Among the papers released on vision transformers, the one released on October 22, 2020, by Alexey Dosovitskiy, Lucas Beyer, Alexander Kolesnikov, Dirk Weissenborn, Xiaohua Zhai, and Thomas Unterthiner is one that’s particularly noteworthy. Their approach is based on Vaswani’s “Attention Is All You Need” paper, which is widely used in natural language processing and has been referred to in previous chapters. There were no changes made to the attention layers in this paper. Breaking an image into little patches (perhaps 16×16) is their most essential trick.
Self-Attention and Vision Transformers
How you apply self-attention to images is the big question. As in NLP where one word pays attention to other words (to find the relation between the words), we need to apply a similar concept to images. The important aspect to understand here is that how we achieve this mechanism. This is where vision transformers come into the picture.
To achieve self-attention, vision transformers divide the image into different parts. Each part of the image is a linear sequence of vectors, which constitutes the pixel values. The only thing we do is that we have reduced the 2D representation of this part of the image into a 1D vector representation. Post this, to each of this representation a positional embedding is done, so that we have positional semblance maintained within the learned representation. This is similar in nature to the positional embedding we have seen for the text embeddings in previous chapters.
At a high level, the architecture of a vision
transformer is shown in Figure
A-1.
The multi-layer perceptron (MLP) layer and the multi-headed self-attention (MSA) layer are both components of the transformer encoder module. The multi-headed self-attention layer divides the inputs into numerous heads, allowing each head to learn a distinct level of self-attention independently. After that, the outputs of each of the heads are stringed together, and then the multi-layer perceptron layer processes them.
The book is not about going into details of the vision transformer itself. The interested reader can seek further knowledge from the paper on vision transformers.
Before we look into the code, there is an important class called FeatureExtractor in the huggingface library.

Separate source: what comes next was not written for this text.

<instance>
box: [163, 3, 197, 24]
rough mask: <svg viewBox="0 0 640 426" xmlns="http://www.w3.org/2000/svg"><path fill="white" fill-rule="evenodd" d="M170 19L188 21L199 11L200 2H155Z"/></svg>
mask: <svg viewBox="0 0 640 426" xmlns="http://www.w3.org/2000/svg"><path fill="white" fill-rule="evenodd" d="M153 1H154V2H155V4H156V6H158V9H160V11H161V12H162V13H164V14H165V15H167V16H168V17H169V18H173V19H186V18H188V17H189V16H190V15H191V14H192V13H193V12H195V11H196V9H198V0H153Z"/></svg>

In most cases, the job of preparing input features for models that don’t fit within the traditional NLP models falls on the shoulders of a feature extractor. They are responsible for a variety of tasks, including the manipulation of photographs and the processing of audio recordings. The majority of vision products are packaged with an additional feature extractor.

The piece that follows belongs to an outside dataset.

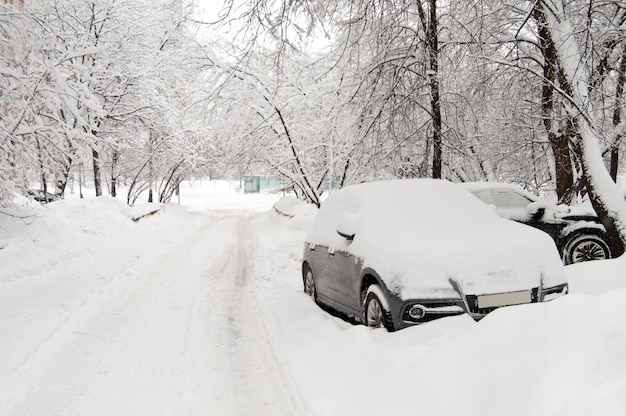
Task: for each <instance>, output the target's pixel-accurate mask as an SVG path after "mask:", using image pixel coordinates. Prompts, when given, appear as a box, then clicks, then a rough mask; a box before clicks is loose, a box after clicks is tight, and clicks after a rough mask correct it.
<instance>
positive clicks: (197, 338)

Without going into details of different aspects of vision transformers (as NLP is the main focus of this book), we illustrate one example for image classification via vision transformers.

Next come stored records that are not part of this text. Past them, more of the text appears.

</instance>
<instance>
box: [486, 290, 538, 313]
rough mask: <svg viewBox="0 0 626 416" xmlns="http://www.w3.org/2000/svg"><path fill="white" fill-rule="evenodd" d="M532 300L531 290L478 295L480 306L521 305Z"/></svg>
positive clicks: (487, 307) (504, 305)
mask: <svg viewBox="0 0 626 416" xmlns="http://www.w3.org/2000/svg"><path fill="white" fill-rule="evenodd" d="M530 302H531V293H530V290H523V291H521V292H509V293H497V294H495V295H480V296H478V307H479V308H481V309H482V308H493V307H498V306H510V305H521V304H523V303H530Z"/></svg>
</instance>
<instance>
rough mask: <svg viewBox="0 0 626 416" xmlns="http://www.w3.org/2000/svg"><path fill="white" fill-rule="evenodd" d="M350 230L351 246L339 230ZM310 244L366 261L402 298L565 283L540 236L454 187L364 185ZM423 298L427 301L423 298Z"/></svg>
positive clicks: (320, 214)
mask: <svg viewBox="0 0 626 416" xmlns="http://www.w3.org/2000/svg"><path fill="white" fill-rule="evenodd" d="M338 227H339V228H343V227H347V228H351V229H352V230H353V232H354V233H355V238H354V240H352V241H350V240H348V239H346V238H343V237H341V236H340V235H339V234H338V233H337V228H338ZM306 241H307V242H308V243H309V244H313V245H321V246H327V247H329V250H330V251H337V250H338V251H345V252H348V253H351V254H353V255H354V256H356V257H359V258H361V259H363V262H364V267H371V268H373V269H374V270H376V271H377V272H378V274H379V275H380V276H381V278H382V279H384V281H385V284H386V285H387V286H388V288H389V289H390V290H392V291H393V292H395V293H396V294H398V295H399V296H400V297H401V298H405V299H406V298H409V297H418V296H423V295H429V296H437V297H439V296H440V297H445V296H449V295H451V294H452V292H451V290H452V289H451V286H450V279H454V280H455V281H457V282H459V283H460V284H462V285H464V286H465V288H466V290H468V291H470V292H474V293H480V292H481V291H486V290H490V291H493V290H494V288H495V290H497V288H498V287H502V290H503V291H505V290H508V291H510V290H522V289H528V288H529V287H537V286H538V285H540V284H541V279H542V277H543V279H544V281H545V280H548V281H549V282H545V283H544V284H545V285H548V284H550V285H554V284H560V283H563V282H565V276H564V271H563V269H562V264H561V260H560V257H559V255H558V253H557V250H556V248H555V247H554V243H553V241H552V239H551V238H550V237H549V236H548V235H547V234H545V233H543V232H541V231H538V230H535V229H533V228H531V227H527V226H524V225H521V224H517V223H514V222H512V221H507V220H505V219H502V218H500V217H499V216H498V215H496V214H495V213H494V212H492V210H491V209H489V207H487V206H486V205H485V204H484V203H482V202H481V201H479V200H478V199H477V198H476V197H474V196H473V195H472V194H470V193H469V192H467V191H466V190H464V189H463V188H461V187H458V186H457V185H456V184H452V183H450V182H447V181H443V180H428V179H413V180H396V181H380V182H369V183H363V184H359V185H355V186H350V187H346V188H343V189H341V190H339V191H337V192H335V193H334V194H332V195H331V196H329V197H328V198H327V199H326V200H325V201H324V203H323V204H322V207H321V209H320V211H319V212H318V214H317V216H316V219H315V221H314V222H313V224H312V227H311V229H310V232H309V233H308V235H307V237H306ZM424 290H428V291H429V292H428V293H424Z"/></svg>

We illustrate in the following the code for using a ViT for an image classification task.
As with code samples in Chapter 5, we use Gradio as the framework here, and so our example below will follow the same pattern that we adopted in Chapter 5.
Image Classification Using a ViT
Code
app.py
import gradio as grad
grad.Interface.load(
"models/microsoft/swin-tiny-patch4-window7-224",
theme="default",
css=".footer{display:none !important}",
title=None).launch()
Listing A-1Gradio app
for vision transformers
Here, the gr.Interface.load method loads the model we provided as the path. In this example it is models/microsoft/swin-tiny-patch4-window7-224 .
We get output as shown in Figure
A-2.
Uploading a dog image classifies it properly again, as shown in Figure
A-3.
There are other tasks like image segmentation and object detection possible via vision transformers. We leave this to you to try out as an exercise.